In the very near future I will make a new post that describes how you can use the built-in indexing engine of our application to build indexes of these documents so you can search them for relevant content.  Here is an image of one of my tests when I was searching for revenue recognition as a critical audit matter


Again – I will provide more information later – but this feature is now live



Amazing Research Deserves Amazing Rewards

A while ago I was searching for a way to acknowledge researchers who cite directEDGAR as part of their data collection efforts.  I wanted to do something because I think that those citations in the academic journals are a key factor is establishing our legitimacy with the academic market.  So we started a program (that I at least think is neat) where we order up ice-cream from a local ice-cream shop and have the cartons customized with the name of the paper and the names of any of the authors who are our clients.  – Check out the images below.


The image above is the ice-cream delivered to Professor Lubomir P. Litov, he is a member of the Finance Department at the University of Oklahoma.  His (co-authored) paper Lead Independent Directors: Good governance or window dressing? was accepted by the Journal of Accounting Literature for their December 2019 issue.

Here is an image of the ice-cream we sent to Professor Matt Ege, Jennifer Glenn and Professor John Robinson, faculty and PhD student in the Department of Accounting at Texas A&M University.  Their paper Unexpected SEC Resource Constraints and Comment Letter Quality was accepted by Contemporary Accounting Research (CAR) in May – though there has not been a publication date reported yet on the CAR website.


One more, one of my colleagues at the University of Nebraska at Omaha, Professor Erin Bass had an ice-cream surprise recently.  She cited directEDGAR in her paper Top Management Team Diversity, Equality, and Innovation: A Multilevel Investigation of the Health Care Industry recently accepted for publication by the Journal of Leadership & Organizational Studies.

While this may seem a little strange.  Who would make ice-cream with an academic research title on the label?  I will observe that one of our authors reported a couple of years ago that it really made their kids want to read the paper with the title.  They (the kids) were bragging to all of their friends that their dad had ice-cream named after him!!  What could be better than that?

A little back story on eCreamery, the amazing company that handles all of the details.  This company was started by two women in Omaha in 2007.  They have been on SharkTank and Mr Buffett (that’s Warren, not Jimmy) has been known to pop in with some of his best buds.  eCreamery is only about 15 blocks from my house and when we go there we can count on the line being out the door.  Clearly – the best SEC filing search engine customers deserve only the best ice-cream.

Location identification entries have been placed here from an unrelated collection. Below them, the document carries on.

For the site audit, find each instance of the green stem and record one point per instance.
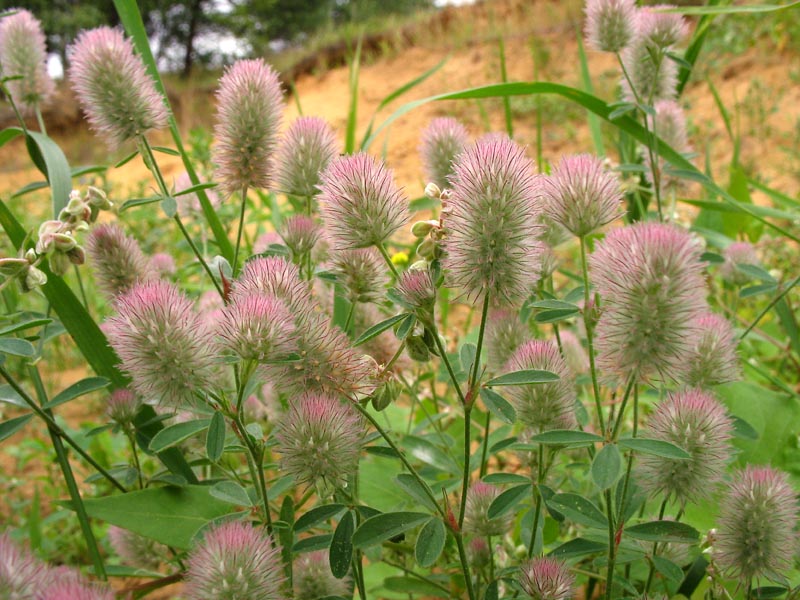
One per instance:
(587, 321)
(72, 486)
(241, 228)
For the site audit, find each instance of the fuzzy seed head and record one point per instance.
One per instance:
(257, 327)
(492, 222)
(123, 405)
(650, 278)
(23, 52)
(756, 534)
(21, 573)
(117, 259)
(476, 513)
(116, 93)
(136, 550)
(307, 149)
(738, 253)
(544, 406)
(233, 562)
(319, 439)
(164, 345)
(504, 334)
(581, 195)
(313, 579)
(360, 204)
(714, 361)
(362, 272)
(610, 24)
(658, 29)
(249, 112)
(443, 140)
(546, 578)
(300, 234)
(696, 422)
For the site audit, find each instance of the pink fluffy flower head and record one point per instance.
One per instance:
(257, 327)
(443, 140)
(491, 222)
(738, 253)
(307, 149)
(164, 345)
(650, 279)
(581, 195)
(714, 361)
(544, 406)
(362, 272)
(696, 422)
(300, 233)
(610, 24)
(756, 534)
(360, 204)
(546, 578)
(23, 52)
(476, 513)
(319, 439)
(235, 561)
(249, 113)
(312, 578)
(112, 86)
(117, 260)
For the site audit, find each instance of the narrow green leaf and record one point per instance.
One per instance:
(175, 434)
(508, 500)
(379, 328)
(384, 526)
(232, 493)
(663, 531)
(607, 466)
(80, 388)
(215, 439)
(499, 406)
(655, 447)
(430, 543)
(579, 509)
(526, 377)
(566, 436)
(17, 347)
(317, 515)
(10, 427)
(341, 550)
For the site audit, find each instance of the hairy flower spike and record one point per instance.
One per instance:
(164, 345)
(492, 222)
(249, 112)
(650, 278)
(546, 578)
(233, 562)
(756, 534)
(308, 148)
(118, 261)
(694, 421)
(23, 52)
(610, 24)
(363, 272)
(714, 359)
(319, 439)
(313, 579)
(545, 406)
(476, 518)
(581, 195)
(443, 140)
(360, 203)
(257, 327)
(112, 86)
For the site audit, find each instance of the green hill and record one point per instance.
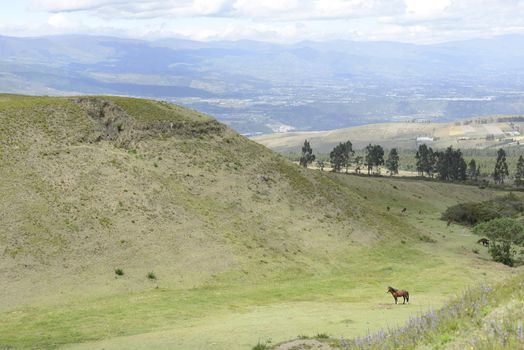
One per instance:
(470, 134)
(243, 244)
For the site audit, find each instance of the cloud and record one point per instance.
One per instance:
(268, 9)
(60, 20)
(290, 20)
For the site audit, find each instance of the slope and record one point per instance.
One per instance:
(404, 135)
(238, 238)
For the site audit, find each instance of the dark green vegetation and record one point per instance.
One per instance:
(494, 219)
(307, 155)
(245, 245)
(484, 318)
(472, 213)
(504, 234)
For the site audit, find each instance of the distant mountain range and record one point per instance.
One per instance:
(258, 87)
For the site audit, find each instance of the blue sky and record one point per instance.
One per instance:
(418, 21)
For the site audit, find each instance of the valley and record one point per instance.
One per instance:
(222, 243)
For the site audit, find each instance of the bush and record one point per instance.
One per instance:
(502, 232)
(260, 346)
(501, 252)
(474, 213)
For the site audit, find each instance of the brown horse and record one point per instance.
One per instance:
(484, 242)
(399, 293)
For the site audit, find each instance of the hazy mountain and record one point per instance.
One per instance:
(261, 87)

So for the fine print.  The decision as to whether or not we send ice-cream as the result of a citation is strictly at our discretion.  There are times we do not send ice-cream – none of the authors is employed by one of our clients is a big one.  Another is that the authors are at one of our international schools or in Alaska or Hawaii.  (eCreamery will not guarantee a frozen delivery outside the continental US – go figure).  This program can be stopped at any time.